On Saturday 15 October I had the pleasure of once again attending an open day held by the Hut 9 Preservation Group.
Island Farm Prisoner of War Camp, Bridgend, saw the biggest escape attempt by German POWs in Britain. 70 escaped but all were re-captured. The Camp was also used to house American troops prior to D-Day. The Hut 9 Preservation Group holds Open Weekends every 6 months. The open days are attended by many re-enactor volunteers.
The Hut 9 Preservation Group site: http://www.hut9.org.uk/
Huge web site resource maintained by Brett Exton: http://www.islandfarm.wales/
The Hut 9 Facebook Group: https://www.facebook.com/groups/108034282547714/?fref=ts
I took along my almost contemporary German folding camera, an Agfa Isolette – it’s a 1950s camera, rather than 1940s though.
Unfortunately it was raining and the light was very poor so I didn’t get as many shots as I would have liked.
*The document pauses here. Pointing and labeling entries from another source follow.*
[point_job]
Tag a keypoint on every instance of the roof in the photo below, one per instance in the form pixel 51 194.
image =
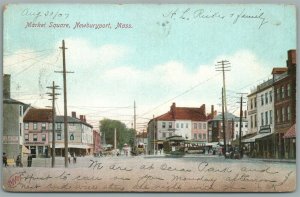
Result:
pixel 60 119
pixel 184 113
pixel 38 115
pixel 230 116
pixel 291 133
pixel 279 70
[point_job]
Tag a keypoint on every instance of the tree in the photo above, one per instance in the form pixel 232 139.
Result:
pixel 124 135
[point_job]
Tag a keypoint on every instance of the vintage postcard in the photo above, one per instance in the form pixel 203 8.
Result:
pixel 149 98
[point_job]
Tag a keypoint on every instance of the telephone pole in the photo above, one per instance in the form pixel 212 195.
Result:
pixel 153 135
pixel 224 66
pixel 64 72
pixel 134 117
pixel 240 129
pixel 53 94
pixel 223 123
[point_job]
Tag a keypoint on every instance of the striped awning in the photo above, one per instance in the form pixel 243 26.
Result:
pixel 291 133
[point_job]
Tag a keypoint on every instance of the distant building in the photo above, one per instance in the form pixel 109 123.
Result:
pixel 37 125
pixel 189 123
pixel 13 113
pixel 285 108
pixel 80 136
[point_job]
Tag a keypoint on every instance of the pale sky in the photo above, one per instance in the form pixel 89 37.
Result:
pixel 168 55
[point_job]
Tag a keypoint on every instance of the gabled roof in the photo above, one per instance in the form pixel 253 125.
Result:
pixel 291 133
pixel 60 119
pixel 38 115
pixel 184 113
pixel 279 70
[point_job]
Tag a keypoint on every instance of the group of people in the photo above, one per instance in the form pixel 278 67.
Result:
pixel 74 157
pixel 19 162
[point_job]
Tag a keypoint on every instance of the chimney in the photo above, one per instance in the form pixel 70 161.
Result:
pixel 173 110
pixel 291 62
pixel 6 86
pixel 81 117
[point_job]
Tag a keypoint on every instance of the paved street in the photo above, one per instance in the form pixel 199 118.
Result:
pixel 84 162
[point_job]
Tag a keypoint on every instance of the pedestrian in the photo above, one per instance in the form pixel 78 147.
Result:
pixel 69 157
pixel 4 159
pixel 29 160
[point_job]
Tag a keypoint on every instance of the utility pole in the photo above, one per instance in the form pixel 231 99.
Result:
pixel 153 135
pixel 224 66
pixel 115 141
pixel 53 94
pixel 134 117
pixel 64 72
pixel 223 124
pixel 240 129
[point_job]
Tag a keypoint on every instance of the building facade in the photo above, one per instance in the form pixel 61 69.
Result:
pixel 13 113
pixel 285 107
pixel 37 125
pixel 189 123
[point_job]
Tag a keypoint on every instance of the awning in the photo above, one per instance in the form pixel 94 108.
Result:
pixel 259 136
pixel 25 150
pixel 81 146
pixel 291 133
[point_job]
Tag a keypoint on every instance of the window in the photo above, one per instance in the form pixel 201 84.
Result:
pixel 266 114
pixel 58 135
pixel 170 125
pixel 195 136
pixel 58 126
pixel 43 137
pixel 278 94
pixel 195 125
pixel 34 126
pixel 21 110
pixel 26 126
pixel 43 126
pixel 283 114
pixel 278 115
pixel 20 129
pixel 288 113
pixel 282 92
pixel 34 137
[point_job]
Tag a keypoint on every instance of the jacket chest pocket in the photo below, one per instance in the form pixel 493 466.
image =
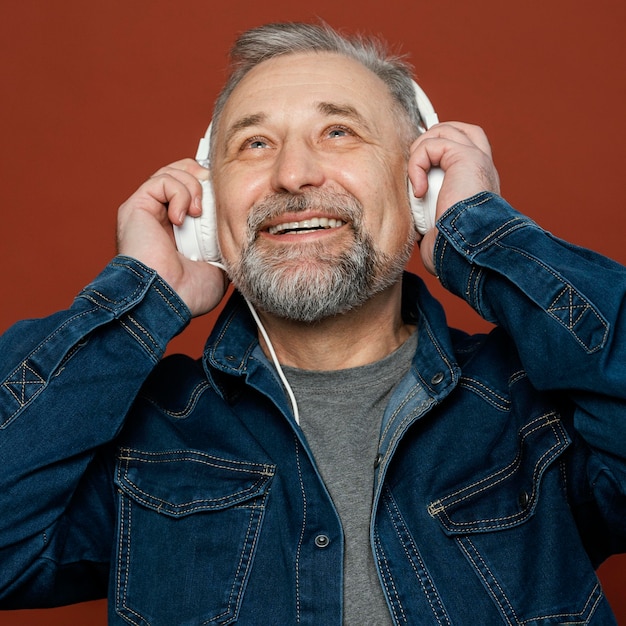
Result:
pixel 188 528
pixel 515 529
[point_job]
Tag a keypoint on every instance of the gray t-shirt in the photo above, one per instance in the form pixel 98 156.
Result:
pixel 341 414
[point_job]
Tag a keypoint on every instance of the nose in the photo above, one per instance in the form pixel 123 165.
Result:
pixel 297 167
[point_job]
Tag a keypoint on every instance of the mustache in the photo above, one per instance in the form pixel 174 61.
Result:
pixel 340 205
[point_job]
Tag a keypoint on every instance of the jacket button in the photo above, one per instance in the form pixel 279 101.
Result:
pixel 523 499
pixel 437 378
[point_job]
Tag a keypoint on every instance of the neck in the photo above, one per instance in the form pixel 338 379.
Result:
pixel 358 337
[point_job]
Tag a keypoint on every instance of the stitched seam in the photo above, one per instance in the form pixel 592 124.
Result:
pixel 486 581
pixel 486 393
pixel 124 585
pixel 302 531
pixel 401 427
pixel 568 289
pixel 537 424
pixel 510 519
pixel 138 339
pixel 125 454
pixel 414 391
pixel 186 508
pixel 439 506
pixel 167 300
pixel 596 591
pixel 194 397
pixel 392 593
pixel 395 514
pixel 233 596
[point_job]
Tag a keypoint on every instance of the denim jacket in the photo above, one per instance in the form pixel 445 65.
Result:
pixel 184 491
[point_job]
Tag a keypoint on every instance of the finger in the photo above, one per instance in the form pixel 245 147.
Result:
pixel 186 165
pixel 177 208
pixel 458 132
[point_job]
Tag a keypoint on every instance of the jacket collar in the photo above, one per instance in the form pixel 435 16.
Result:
pixel 232 350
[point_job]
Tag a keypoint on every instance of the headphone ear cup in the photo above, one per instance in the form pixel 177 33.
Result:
pixel 196 237
pixel 207 225
pixel 425 209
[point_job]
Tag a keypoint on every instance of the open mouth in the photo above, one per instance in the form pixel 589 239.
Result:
pixel 305 226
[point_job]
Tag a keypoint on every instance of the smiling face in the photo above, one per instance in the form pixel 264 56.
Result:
pixel 309 174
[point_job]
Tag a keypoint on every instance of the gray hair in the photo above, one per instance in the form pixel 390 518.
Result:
pixel 272 40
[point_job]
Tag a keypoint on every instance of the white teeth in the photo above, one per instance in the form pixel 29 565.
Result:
pixel 306 225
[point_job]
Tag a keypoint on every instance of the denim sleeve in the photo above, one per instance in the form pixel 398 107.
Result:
pixel 563 306
pixel 66 385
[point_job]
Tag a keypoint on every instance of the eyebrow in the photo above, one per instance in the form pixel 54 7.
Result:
pixel 342 110
pixel 326 108
pixel 243 123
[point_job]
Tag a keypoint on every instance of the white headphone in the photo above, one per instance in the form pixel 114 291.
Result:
pixel 196 238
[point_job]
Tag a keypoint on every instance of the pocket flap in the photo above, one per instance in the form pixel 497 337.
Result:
pixel 182 482
pixel 508 496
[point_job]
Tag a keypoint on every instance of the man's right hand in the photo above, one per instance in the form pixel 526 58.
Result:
pixel 144 232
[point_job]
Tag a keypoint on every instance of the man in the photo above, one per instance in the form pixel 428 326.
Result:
pixel 420 476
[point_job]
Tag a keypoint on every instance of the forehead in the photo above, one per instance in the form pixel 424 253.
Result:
pixel 287 82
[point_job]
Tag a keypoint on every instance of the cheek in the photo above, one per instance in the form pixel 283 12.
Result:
pixel 233 200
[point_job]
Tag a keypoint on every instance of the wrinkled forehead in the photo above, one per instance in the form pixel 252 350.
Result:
pixel 288 84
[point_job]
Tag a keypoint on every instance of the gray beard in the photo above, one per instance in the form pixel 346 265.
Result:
pixel 305 283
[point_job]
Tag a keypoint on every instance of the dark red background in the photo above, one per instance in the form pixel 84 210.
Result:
pixel 97 95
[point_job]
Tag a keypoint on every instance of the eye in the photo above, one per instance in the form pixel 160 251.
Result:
pixel 339 131
pixel 254 143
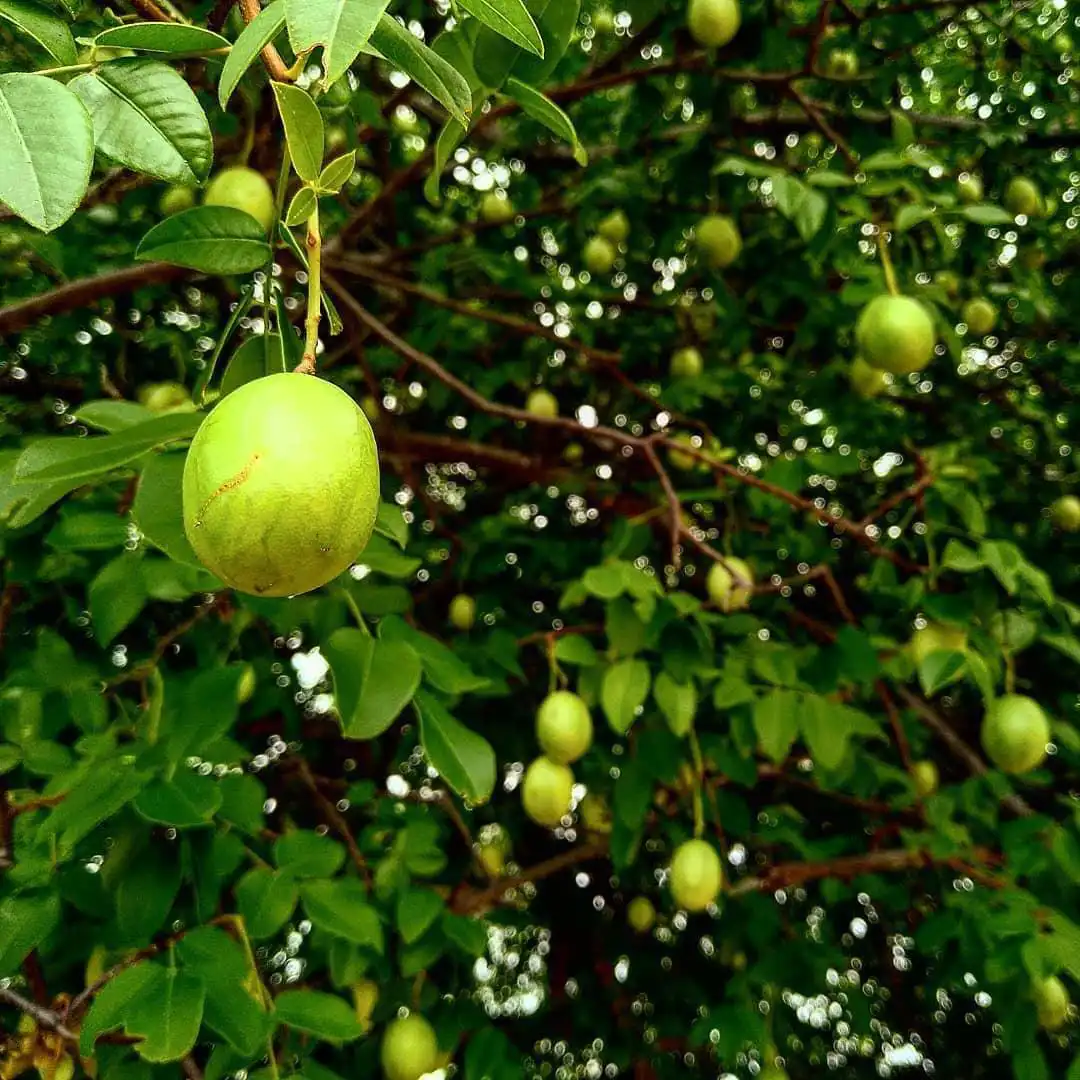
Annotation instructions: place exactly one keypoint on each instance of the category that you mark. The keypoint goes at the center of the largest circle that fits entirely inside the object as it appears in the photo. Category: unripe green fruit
(244, 189)
(615, 227)
(687, 363)
(564, 727)
(598, 255)
(724, 590)
(981, 316)
(281, 485)
(409, 1049)
(496, 208)
(696, 875)
(1051, 1003)
(462, 611)
(541, 403)
(547, 792)
(895, 334)
(1015, 732)
(713, 23)
(1022, 197)
(1065, 513)
(718, 241)
(640, 915)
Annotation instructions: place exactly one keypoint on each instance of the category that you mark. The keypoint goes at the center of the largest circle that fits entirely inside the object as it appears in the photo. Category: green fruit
(564, 727)
(541, 403)
(895, 334)
(615, 227)
(547, 792)
(1022, 197)
(281, 485)
(462, 611)
(1065, 513)
(724, 590)
(496, 208)
(409, 1049)
(1051, 1003)
(598, 255)
(640, 915)
(696, 875)
(1015, 732)
(713, 23)
(981, 316)
(244, 189)
(686, 363)
(718, 241)
(175, 199)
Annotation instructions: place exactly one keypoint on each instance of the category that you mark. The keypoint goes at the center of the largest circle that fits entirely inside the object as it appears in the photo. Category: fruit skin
(244, 189)
(1065, 513)
(598, 255)
(713, 23)
(547, 792)
(640, 915)
(895, 334)
(721, 586)
(541, 403)
(462, 611)
(981, 316)
(687, 363)
(1015, 732)
(564, 727)
(409, 1049)
(281, 485)
(696, 875)
(718, 240)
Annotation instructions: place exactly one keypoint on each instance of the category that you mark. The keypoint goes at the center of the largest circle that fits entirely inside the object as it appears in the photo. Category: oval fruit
(281, 485)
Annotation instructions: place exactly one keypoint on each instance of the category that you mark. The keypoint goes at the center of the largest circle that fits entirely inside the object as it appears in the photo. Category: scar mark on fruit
(229, 485)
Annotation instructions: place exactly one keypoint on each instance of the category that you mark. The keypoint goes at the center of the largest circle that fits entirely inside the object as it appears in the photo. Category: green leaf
(147, 118)
(304, 125)
(46, 29)
(323, 1015)
(49, 149)
(245, 50)
(373, 679)
(212, 239)
(464, 759)
(623, 691)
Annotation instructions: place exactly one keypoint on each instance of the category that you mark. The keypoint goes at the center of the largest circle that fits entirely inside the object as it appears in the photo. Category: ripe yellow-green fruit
(615, 227)
(281, 485)
(1015, 732)
(686, 363)
(177, 198)
(1051, 1003)
(696, 875)
(895, 334)
(496, 208)
(564, 727)
(541, 403)
(718, 241)
(1022, 197)
(598, 255)
(640, 915)
(713, 23)
(1065, 513)
(409, 1049)
(462, 611)
(925, 778)
(244, 189)
(981, 316)
(865, 380)
(724, 590)
(547, 792)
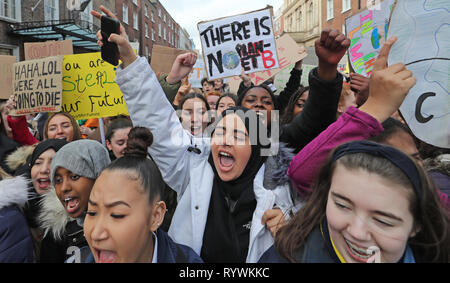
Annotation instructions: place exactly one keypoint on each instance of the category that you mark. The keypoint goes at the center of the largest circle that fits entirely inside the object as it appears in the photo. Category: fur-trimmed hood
(14, 191)
(19, 157)
(53, 216)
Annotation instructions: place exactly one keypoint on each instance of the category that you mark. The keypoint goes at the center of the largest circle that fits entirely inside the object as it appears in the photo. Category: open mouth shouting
(358, 253)
(71, 204)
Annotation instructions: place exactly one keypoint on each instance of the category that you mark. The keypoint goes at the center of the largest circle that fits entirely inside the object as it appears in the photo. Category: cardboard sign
(6, 70)
(197, 74)
(239, 42)
(423, 29)
(367, 32)
(163, 58)
(89, 89)
(288, 52)
(37, 85)
(38, 50)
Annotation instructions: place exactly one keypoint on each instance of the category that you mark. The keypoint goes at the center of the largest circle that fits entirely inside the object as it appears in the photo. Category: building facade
(148, 23)
(302, 20)
(334, 12)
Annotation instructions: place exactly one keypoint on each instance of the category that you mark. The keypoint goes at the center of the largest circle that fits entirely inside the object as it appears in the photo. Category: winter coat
(16, 244)
(63, 235)
(168, 251)
(186, 171)
(351, 126)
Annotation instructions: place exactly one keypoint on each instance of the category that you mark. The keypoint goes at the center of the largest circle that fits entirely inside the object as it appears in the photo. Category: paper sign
(89, 89)
(197, 74)
(37, 85)
(367, 32)
(38, 50)
(6, 69)
(423, 29)
(163, 58)
(288, 54)
(239, 42)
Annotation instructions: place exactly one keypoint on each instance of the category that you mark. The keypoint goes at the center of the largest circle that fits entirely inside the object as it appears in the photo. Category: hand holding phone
(109, 50)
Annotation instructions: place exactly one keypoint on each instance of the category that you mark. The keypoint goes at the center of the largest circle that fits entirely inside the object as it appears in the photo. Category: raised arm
(325, 88)
(149, 107)
(388, 88)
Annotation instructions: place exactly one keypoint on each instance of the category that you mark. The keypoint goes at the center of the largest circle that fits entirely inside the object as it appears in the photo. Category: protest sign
(367, 31)
(163, 58)
(239, 42)
(422, 29)
(89, 89)
(37, 85)
(6, 68)
(288, 53)
(198, 72)
(38, 50)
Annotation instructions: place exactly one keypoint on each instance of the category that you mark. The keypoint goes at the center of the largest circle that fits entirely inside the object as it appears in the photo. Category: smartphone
(109, 50)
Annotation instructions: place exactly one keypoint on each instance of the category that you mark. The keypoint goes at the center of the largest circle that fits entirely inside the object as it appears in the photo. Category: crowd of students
(322, 173)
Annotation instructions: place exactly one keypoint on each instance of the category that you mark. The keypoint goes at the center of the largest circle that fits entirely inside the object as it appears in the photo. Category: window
(125, 13)
(346, 5)
(135, 21)
(330, 9)
(51, 10)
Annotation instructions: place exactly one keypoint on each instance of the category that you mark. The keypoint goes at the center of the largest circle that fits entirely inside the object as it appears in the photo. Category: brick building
(147, 23)
(334, 12)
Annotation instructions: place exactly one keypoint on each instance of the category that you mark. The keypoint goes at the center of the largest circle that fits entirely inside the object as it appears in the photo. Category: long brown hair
(430, 244)
(76, 128)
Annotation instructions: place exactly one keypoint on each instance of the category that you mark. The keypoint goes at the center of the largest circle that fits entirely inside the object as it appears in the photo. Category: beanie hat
(86, 158)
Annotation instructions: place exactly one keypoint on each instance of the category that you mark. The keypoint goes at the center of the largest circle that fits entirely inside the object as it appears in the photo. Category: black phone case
(109, 50)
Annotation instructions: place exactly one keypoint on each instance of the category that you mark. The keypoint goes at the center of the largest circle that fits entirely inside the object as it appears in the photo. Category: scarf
(227, 231)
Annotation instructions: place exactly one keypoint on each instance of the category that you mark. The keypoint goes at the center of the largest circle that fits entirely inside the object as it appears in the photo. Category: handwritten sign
(239, 42)
(6, 68)
(288, 53)
(39, 50)
(423, 29)
(89, 89)
(367, 32)
(37, 85)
Also, I took a more modern 35mm camera, a Contax G1, but the battery died after one shot, so I wasn’t able to take any more with that – something to be said for non battery cameras like the Isolette.
Anyway, the shots from the Isolette…
This interior shot was very tough to take in very poor light on a camera with a maximum aperture of f4.5 and scale focusing only (ie you have to guess the distance) and I was pleased with the way it came out in the circumstances.
And the exterior shots taken in the rain…
And the one and only shot I got with the G1…
Many thanks to the Hut 9 Preservation Group and to all the re-enactors who do such a good job bringing history to life and provide some great photo opportunities.